I thought rangeBetween(start, end) looks into values of the range(cur_value - start, cur_value + end). https://spark.apache.org/docs/2.3.0/api/java/org/apache/spark/sql/expressions/WindowSpec.html

But, I saw an example where they used descending orderBy() on timestamp, and then used (unboundedPreceeding, 0) with rangeBetween. Which led me to explore the following example:

dd = spark.createDataFrame(
    [(1, "a"), (3, "a"), (3, "a"), (1, "b"), (2, "b"), (3, "b")],
    ['id', 'category']
)
dd.show()

# output
+---+--------+
| id|category|
+---+--------+
|  1|       a|
|  3|       a|
|  3|       a|
|  1|       b|
|  2|       b|
|  3|       b|
+---+--------+

It seems to include preceding row whose value is higher by 1.

byCategoryOrderedById = Window.partitionBy('category')\
                              .orderBy(desc('id'))\
                              .rangeBetween(-1, Window.currentRow)
dd.withColumn("sum", Fsum('id').over(byCategoryOrderedById)).show()

# output
+---+--------+---+
| id|category|sum|
+---+--------+---+
|  3|       b|  3|
|  2|       b|  5|
|  1|       b|  3|
|  3|       a|  6|
|  3|       a|  6|
|  1|       a|  1|
+---+--------+---+

And with start set to -2, it includes value greater by 2 but in preceding rows.

byCategoryOrderedById = Window.partitionBy('category')\
                        .orderBy(desc('id'))\
                        .rangeBetween(-2,Window.currentRow)
dd.withColumn("sum", Fsum('id').over(byCategoryOrderedById)).show()

# output
+---+--------+---+
| id|category|sum|
+---+--------+---+
|  3|       b|  3|
|  2|       b|  5|
|  1|       b|  6|
|  3|       a|  6|
|  3|       a|  6|
|  1|       a|  7|
+---+--------+---+

So, what is the exact behavior of rangeBetween with desc orderBy?

1

1 Answers

2
votes

It's not well documented but when using range (or value-based) frames the ascending and descending order affects the determination of the values that are included in the frame.

Let's take the example you provided:

RANGE BETWEEN 1 PRECEDING AND CURRENT ROW

Depending on the order by direction, 1 PRECEDING means:

  • current_row_value - 1 if ASC
  • current_row_value + 1 if DESC

Consider the row with value 1 in partition b.

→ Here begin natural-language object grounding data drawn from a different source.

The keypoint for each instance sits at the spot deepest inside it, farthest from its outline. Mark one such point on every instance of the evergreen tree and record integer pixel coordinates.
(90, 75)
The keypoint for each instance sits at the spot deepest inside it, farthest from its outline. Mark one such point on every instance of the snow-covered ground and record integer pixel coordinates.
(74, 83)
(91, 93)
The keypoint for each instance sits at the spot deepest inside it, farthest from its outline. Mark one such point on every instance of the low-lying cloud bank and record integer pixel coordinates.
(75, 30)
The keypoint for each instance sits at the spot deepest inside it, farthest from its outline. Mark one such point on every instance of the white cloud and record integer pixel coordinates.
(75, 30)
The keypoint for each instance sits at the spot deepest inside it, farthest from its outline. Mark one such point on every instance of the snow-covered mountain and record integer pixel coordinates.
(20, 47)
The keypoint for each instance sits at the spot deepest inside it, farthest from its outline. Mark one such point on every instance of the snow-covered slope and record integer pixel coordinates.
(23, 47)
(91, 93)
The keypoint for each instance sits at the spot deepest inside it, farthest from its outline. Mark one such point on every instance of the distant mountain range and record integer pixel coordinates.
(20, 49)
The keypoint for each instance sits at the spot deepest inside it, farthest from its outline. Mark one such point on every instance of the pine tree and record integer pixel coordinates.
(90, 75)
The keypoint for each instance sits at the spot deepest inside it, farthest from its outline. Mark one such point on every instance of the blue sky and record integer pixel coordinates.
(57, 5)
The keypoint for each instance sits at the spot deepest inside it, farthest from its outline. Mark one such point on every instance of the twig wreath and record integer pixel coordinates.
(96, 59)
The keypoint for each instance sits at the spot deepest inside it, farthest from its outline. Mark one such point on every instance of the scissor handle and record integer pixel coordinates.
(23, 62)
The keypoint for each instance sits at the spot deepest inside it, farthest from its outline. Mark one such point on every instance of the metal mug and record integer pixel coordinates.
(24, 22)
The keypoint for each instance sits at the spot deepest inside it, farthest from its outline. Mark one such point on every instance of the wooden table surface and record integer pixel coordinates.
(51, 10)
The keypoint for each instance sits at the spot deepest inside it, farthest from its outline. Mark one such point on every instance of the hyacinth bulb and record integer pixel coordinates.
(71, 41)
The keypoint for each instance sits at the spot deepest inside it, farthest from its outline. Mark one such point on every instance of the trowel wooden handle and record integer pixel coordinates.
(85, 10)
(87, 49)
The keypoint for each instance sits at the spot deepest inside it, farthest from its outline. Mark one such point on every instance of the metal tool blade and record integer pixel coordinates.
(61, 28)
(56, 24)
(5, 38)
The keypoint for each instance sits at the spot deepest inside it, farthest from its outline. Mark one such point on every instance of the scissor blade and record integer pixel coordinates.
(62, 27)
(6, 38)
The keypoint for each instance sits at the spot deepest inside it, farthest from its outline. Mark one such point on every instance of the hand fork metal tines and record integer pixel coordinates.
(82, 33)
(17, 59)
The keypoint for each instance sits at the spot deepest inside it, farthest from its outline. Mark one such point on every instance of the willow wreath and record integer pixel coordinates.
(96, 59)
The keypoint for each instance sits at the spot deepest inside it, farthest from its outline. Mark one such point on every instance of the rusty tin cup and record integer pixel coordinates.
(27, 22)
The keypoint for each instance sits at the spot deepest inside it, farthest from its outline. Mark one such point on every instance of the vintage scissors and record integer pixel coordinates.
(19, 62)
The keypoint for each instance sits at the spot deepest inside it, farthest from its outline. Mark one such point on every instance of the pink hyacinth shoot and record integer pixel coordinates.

  • With the descending order, the frame includes :

    (current_value and all preceding values where x = current_value + 1) = (1, 2)

  • With the ascending order, the frame includes:

    (current_value and all preceding values where x = current_value - 1) = (1)

PS: using rangeBetween(-1, Window.currentRow) with desc ordering is just equivalent to rangeBetween(Window.currentRow, 1) with asc ordering.